Oh, it's not what I meant when I said SX has to do with love. Don't mean to offend anyone as I know people visualize love differently, but I personally (for me) can't imagine it without the magnetic attraction/initial obsession component of the SX.


mistakenforstranger said:


> Yes, and to an unhealthy extent. I tend to be that way with all my interests, but again, I don't see how being obsessed with that is sx, do you? While I don't obsess ever when it comes to potential lovers. :sad:


I was just wondering if it really was the type of obsession that's characteristic of SX. I am not yet convinced haha. 



> Do you mean physical attraction or like a spark between you, or both? I tend to be both.


No, I mean magnetically attracted to him from the beginning. I don't really know how to explain it...there are no levels or parts to attraction for me, it's either _there_, or _not there_. 



> Yeah, I am not always looking, and I don't get obsessed with one person, and then obsess about another person. I only fantasize about being with those people, but it doesn't consume my waking hours. I tend to form relationships a lot more slowly, if they even form in the first place...


It probably consumes my sleeping _and _waking hours. I also thought being obsessive was this part of...internal ugliness or disease I had. To be honest, I can't remember being obsessed with things, until I stopped having crushes, and now it's the enneagram. Just yesterday my dad came in my room to tell me "there's more to life than Personality Cafe" 



> On the other hand, I didn't want to be in a relationship with anyone while I was in college because I thought it would take away from my studies and pursuing my career lol.


Sounds quite SP. I might probably drop everything to be with him (that's not a good idea though lol).


----------



## d e c a d e n t

mistakenforstranger said:


> For example, I think Mimi in this scene represents the sx-instinct, and I don't think every sx-first has to be like this, or maybe they are, but there's nothing she'd be other than sx-first, right?

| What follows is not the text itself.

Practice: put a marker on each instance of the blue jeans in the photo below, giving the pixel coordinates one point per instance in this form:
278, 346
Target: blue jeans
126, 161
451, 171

And Roger is sp/sx. Who's doing the pursuing and seducing? Who's holding back? I saw you wrote that you like musicals, and I'm not sure if Rent is one of the ones you like, so sorry for what I'm going to say next, but I did not like Rent at all except for a few songs, and that's being generous lol.


Lol I like Rent. Not this song so much though. 

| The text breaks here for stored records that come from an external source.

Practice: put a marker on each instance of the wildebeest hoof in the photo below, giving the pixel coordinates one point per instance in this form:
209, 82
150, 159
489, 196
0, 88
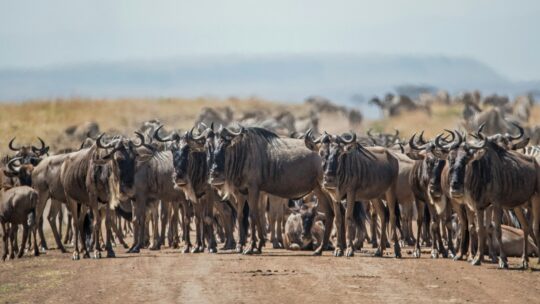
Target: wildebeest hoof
75, 256
249, 251
503, 264
476, 261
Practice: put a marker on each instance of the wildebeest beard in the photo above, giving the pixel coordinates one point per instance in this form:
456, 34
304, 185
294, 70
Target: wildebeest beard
253, 151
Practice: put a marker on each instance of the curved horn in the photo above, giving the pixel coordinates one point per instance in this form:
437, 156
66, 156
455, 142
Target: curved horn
369, 132
11, 147
483, 145
352, 140
413, 145
439, 144
101, 145
479, 133
160, 139
421, 139
520, 135
12, 162
458, 142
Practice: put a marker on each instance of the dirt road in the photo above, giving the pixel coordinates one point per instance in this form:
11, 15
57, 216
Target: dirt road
276, 276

And I can see Mimi being sx-y, though I think she's also probably a type 7 Se-dom, which probably contributes to her being more of an aggressor. 

About sx-lasts getting together, I've never really dated, but I get the impression that the dating scene is more social and that's one way people find each other right? Gotta say it seems really off-putting to me. :frustrating: I like the thought of starting out as friends though. (With that said I dislike it stories where it's like... a girl isn't into the guy at first, but then she "learns" that he's right for her after all) But I think in general, my idea of friendship is... well, I idealize it in a way, but I can't quite think of how to explain it. 

And lol, I can be really fussy and obsessed about food, but not in a healthy way. Practically made myself sick with compulsive eating. Think that's unhealthy sp, though, because there's an irrational fear of starvation or feeling like I won't make it through the day if I'm deprived in any way or... you know.

(This is somewhat of a digression, but now I'm reminded of this post)

Also did @*The Night's Queen* make a video recently? Don't think I saw...


----------



## Lord Bullingdon

Rose for a Heart said:


> Oh, it's not what I meant when I said SX has to do with love. Don't mean to offend anyone as I know people visualize love differently, but I personally (for me) can't imagine it without the magnetic attraction/initial obsession component of the SX.


To me that's almost some sort of infringement of boundaries...I feel weird if I imagine that about people irl, at least when we don't know each other well. I wonder if it could be NF- or 4-related for you as well? Me, I'm just anti-romantic and wary of anything called "love" in its initial stages, and it's type related, so I think that matters.

Anyway, the comment was directed in general (not specifically at your comment), since I saw a couple people discussing it, and I've seen it come up in the past.



> Yeah, and I just want to add that although it's not my dominant instinct, I do pursue and that's not because I am trying to conquer or prove anything...I guess I am just straightforward about this haha, I have always been. That, and I didn't think anyone will like me enough to pursue me themselves


See, I'd die when the inevitable rejection comes, so my reasoning was, if anyone likes me well enough to come get me, then I'm here...if not, then so be it (obviously, I had some faith in the future at that point). I was never even afraid of rejection, I just assumed it would be anyone's natural reaction to someone as repellent as me, so why try? 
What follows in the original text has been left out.